21. Ceza Dairesi Esas No: 2015/9061 Karar No: 2015/1647 Karar Tarihi: 03.06.2015
Dolandırıcılık - resmi ve özel belgede sahtecilik - Yargıtay 21. Ceza Dairesi 2015/9061 Esas 2015/1647 Karar Sayılı İlamı
Özet:
Mahkeme, sanıklara yüklenen dolandırıcılık ve özel belgede sahtecilik suçlarının yasada gerektirdiği cezasının türü ve üst sınırı itibariyle tabi olduğu, suç tarihinde yürürlükte bulunan ve lehe olan 765 sayılı Türk Ceza Kanunu'nun 102/4. maddesinde öngörülen asli dava zamanaşımının suç tarihlerinden iddianame tarihine kadar devam ettiğini, resmi belgede sahtecilik suçu yönünden ise sanıklara yüklenen suçun yasada gerektirdiği cezasının miktarı itibariyle tabi olduğu ve 765 sayılı TCK'nun 102/3. maddesinde öngörülen asli dava zamanaşımının suç tarihinden iddianame tarihine kadar gerçekleştiği gözetilmeden yargılamaya devam edildiğinden, hüküm yasaya aykırıdır. Bu nedenle, sanıklar hakkında açılan kamu davaları CMK'nun ilgili maddeleri gereğince düşürülmüştür.
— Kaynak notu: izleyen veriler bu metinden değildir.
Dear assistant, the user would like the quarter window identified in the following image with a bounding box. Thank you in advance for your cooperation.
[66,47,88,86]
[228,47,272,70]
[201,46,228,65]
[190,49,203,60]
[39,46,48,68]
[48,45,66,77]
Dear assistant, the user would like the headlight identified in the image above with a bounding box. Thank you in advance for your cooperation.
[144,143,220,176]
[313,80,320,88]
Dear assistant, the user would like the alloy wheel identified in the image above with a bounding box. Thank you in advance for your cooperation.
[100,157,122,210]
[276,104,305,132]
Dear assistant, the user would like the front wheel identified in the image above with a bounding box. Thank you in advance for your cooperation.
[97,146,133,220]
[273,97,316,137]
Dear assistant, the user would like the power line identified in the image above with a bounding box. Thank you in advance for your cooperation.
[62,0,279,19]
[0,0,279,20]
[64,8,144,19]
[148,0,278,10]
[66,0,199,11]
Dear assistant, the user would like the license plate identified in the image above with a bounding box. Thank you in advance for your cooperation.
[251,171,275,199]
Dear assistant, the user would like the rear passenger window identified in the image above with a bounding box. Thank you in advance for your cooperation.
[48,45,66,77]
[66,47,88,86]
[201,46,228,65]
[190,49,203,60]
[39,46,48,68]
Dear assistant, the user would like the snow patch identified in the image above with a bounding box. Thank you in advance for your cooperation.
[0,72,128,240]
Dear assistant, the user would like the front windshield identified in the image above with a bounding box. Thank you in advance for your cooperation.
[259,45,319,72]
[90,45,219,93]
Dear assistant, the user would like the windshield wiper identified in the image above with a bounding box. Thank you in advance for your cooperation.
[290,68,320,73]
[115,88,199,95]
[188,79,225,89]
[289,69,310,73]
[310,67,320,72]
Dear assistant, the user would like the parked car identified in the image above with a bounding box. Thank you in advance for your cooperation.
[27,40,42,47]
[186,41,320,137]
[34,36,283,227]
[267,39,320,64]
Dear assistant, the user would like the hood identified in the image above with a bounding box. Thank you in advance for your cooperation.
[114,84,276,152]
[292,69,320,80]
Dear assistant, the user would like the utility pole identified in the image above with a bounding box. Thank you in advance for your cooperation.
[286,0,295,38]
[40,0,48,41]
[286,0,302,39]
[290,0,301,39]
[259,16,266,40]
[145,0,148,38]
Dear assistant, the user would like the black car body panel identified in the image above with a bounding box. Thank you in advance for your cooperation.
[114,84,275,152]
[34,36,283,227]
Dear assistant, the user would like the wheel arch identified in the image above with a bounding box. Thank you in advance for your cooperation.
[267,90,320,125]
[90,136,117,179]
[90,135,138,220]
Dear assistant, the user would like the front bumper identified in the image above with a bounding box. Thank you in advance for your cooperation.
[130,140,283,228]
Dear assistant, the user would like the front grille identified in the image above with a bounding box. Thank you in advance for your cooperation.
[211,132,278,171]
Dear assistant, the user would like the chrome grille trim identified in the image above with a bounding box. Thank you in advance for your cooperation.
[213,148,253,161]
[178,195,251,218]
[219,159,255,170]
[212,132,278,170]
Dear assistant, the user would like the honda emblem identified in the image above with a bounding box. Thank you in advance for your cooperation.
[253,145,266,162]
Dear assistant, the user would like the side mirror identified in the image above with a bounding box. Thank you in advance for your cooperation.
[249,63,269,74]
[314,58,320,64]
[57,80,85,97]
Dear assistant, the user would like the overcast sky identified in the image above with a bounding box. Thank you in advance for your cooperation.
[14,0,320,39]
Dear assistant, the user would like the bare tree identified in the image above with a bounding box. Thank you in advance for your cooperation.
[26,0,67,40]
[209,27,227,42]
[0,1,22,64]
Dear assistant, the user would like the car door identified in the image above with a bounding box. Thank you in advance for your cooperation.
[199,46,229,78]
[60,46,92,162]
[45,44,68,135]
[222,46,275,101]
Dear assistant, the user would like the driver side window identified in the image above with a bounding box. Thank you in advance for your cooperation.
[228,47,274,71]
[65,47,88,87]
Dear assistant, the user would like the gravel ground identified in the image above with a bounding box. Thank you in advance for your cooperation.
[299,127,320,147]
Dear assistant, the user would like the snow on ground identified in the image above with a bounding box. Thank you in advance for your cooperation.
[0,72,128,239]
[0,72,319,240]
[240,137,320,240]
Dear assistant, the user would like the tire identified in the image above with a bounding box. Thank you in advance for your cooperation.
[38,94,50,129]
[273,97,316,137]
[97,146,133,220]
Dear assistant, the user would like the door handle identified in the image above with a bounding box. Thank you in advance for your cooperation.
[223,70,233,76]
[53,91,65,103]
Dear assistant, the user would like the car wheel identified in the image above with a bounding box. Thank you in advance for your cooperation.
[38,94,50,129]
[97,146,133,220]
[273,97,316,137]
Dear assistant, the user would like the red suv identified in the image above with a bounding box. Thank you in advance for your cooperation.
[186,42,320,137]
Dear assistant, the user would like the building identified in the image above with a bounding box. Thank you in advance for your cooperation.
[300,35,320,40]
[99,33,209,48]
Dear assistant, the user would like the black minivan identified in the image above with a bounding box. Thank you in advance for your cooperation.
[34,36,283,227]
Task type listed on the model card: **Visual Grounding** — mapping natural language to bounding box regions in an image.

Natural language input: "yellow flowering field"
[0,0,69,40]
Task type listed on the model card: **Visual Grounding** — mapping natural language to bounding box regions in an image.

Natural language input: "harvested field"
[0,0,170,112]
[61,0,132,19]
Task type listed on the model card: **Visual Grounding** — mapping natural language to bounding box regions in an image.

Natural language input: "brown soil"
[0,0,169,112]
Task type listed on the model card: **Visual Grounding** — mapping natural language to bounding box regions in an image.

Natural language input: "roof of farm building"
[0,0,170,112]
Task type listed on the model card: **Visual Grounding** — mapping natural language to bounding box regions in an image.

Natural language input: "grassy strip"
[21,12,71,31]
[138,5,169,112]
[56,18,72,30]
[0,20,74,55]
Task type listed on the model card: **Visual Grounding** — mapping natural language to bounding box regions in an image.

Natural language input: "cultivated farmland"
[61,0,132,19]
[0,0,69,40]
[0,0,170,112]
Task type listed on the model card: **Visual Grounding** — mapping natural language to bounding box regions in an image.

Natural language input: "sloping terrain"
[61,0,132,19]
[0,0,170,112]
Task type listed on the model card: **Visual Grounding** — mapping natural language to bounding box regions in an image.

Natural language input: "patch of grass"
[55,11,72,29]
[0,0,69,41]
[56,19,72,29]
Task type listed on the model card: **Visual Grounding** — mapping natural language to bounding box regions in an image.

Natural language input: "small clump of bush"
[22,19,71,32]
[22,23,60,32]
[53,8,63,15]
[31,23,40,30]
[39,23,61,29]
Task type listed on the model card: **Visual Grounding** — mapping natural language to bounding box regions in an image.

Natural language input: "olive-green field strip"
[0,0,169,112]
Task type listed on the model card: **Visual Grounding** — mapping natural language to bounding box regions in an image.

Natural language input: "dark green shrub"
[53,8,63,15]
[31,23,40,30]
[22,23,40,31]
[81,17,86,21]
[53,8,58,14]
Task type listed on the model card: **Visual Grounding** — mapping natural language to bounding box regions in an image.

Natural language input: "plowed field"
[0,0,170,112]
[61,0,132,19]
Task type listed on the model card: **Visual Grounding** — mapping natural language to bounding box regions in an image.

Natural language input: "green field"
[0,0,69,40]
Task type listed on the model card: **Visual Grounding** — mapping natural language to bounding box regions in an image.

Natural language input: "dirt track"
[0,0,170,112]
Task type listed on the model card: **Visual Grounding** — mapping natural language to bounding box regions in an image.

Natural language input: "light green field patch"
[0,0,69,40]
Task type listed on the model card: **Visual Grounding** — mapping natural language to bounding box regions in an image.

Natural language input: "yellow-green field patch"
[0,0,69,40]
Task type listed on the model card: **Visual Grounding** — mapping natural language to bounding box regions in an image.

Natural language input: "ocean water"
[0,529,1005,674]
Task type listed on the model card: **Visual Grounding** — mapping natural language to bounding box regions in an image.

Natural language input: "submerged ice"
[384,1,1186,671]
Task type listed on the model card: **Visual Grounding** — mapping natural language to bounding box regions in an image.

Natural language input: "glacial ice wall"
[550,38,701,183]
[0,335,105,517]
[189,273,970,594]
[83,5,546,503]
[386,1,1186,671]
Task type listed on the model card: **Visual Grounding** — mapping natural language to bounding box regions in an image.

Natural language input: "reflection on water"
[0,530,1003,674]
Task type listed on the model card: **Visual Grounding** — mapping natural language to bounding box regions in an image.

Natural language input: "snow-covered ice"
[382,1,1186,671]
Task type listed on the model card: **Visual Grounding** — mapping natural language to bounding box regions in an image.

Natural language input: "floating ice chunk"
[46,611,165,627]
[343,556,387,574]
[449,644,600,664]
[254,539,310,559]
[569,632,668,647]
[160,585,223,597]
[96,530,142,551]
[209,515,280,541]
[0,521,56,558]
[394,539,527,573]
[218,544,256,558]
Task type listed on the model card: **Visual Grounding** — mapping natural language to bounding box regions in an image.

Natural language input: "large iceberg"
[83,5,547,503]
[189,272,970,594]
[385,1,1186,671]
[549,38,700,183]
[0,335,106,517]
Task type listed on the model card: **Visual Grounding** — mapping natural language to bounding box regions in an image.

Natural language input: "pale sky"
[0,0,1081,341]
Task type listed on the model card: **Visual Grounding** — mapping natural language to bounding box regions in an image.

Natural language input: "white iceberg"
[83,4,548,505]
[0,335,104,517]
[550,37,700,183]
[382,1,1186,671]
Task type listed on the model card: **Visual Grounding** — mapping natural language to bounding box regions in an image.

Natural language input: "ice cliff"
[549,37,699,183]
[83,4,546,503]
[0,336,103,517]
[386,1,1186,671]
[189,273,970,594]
Kanun maddeleri: 5237 sayılı Türk Ceza Kanunu'nun 7, 5252 sayılı Türk Ceza Kanunu'nun 9, 765 sayılı TCK'nun 102/3, 102/4 ve 5271 sayılı CMK'nun 223/8.
21. Ceza Dairesi 2015/9061 E. , 2015/1647 K.
"İçtihat Metni"
MAHKEMESİ :Ağır Ceza Mahkemesi SUÇ : Dolandırıcılık, resmi ve özel belgede sahtecilik HÜKÜM : Beraat
5237 sayılı Türk Ceza Kanunu"nun 7 ve 5252 sayılı Türk Ceza Kanununun Yürürlük ve Uygulama Şekli Hakkında Kanunun 9. maddeleri hükmü karşısında; sanıklara yüklenen ""dolandırıcılık ve özel belgede sahtecilik"" suçlarının yasada gerektirdiği cezasının türü ve üst sınırı itibariyle tabi olduğu, suç tarihinde yürürlükte bulunan ve lehe olan 765 sayılı TCK"nun 102/4. maddesinde öngörülen asli dava zamanaşımının, suç tarihlerinden iddianame tarihine kadar; ""resmi belgede sahtecilik"" suçu yönünden ise, sanıklara yüklenen suçun yasada gerektirdiği cezasının miktarı itibariyle tabi olduğu, suç tarihinde yürürlükte bulunan ve lehe olan 765 sayılı TCK"nun 102/3. maddesinde öngörülen asli dava zamanaşımının, suç tarihinden iddianame tarihine kadar gerçekleştiği gözetilmeden yargılamaya devamla yazılı şekilde hüküm kurulması yasaya aykırı ve katılanlar vekilinin temyiz itirazları bu nedenle yerinde görülmüş olduğundan, sair yönleri incelenmeyen hükmün 5320 sayılı Yasanın 8/1. maddesi gereğince uygulanması gereken 1412 sayılı CMUK’nun 321. maddesi uyarınca isteme aykırı olarak BOZULMASINA, ancak yeniden yargılama yapılmasını gerektirmeyen bu hususta aynı Kanunun 322. maddesinde öngörülen yetkiye dayanılarak karar verilmesi mümkün olduğundan, sanıklar hakkında açılan kamu davalarının 765 sayılı TCK"nun 102/3, 102/4 ve 5271 sayılı CMK’nun 223/8. maddeleri gereğince DÜŞÜRÜLMESİNE, 03.06.2015 gününde oybirliği ile karar verildi.